Sports Law

DraftKings Is Bringing Daily Fantasy To eSports

These days, it’s nearly impossible to watch any sporting event or program without seeing an advertisement for daily fantasy sports. The fantasy and gaming industry has seen enormous growth, and that trend looks to continue as one of the leading DFS providers moves into the new realm of eSports.

DraftKings announced that it will be adding eSports to its list of offerings, which includes NFL, MLB, NBA, NHL, MLS, NASCAR, PGA, and MMA. DraftKings will begin offering fantasy eSports contests on October 1, 2015 with the start of the League of Legends World Championship. Participants will be able to play for free or compete against others in cash prize leagues, including a $3 entry fee contest featuring $25,000 in prizes.

The expansion to fantasy eSports should be a huge boon to DraftKings, as League of Legends alone sees more than 27 million gamers playing per day. In addition, the eSports audience is estimated to be about 134 million people worldwide, generating more than $600 million in annual revenue. It’s easy to see why DraftKings would want to expand into this market.

DraftKings is certainly not the first to notice the immense popularity of eSports, as last year’s League of Legends World Championship in Seoul, South Korea was broadcast in the United States via ESPN3, and the final round was watched by 27 million people worldwide. In contrast, Game 7 of the 2014 World Series between the San Francisco Giants and Kansas City Royals was watched by 23.5 million people.

One major point of consideration for DraftKings is that it will also need to expand its geographical boundaries; more than 60 percent of the eSports industry’s revenue comes from Asia, while DraftKings currently only operates in North America. This means that the majority of eSports fans won’t be able to take part. At least, not initially.

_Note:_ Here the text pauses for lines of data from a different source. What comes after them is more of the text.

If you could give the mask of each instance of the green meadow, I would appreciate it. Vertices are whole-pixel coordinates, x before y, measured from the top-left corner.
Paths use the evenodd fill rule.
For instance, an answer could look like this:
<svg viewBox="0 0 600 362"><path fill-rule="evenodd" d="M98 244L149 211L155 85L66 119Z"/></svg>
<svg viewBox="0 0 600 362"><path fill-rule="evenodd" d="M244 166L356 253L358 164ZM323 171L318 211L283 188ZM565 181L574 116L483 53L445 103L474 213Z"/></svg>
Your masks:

“We certainly have global ambitions here and want to be operating in as many countries as possible and as quickly as possible,” said DraftKings Chief Revenue Officer Matt Kalish, “The long game here is really tied in more with our international strategy.”

DraftKings also signed deals with six different eSports teams to form partnerships that are similar to the paid deals the company signed with major sports franchises from the NFL and MLB. Sports management company IMG brokered all the deals.

DraftKings has the money for these deals due in part to the fact that it recently raised $300 from various investors, including Fox Sports. At the time, CEO Jason Robins indicated that his top priority for the money was acquiring new users. By expanding into eSports, DraftKings aims to accomplish just that.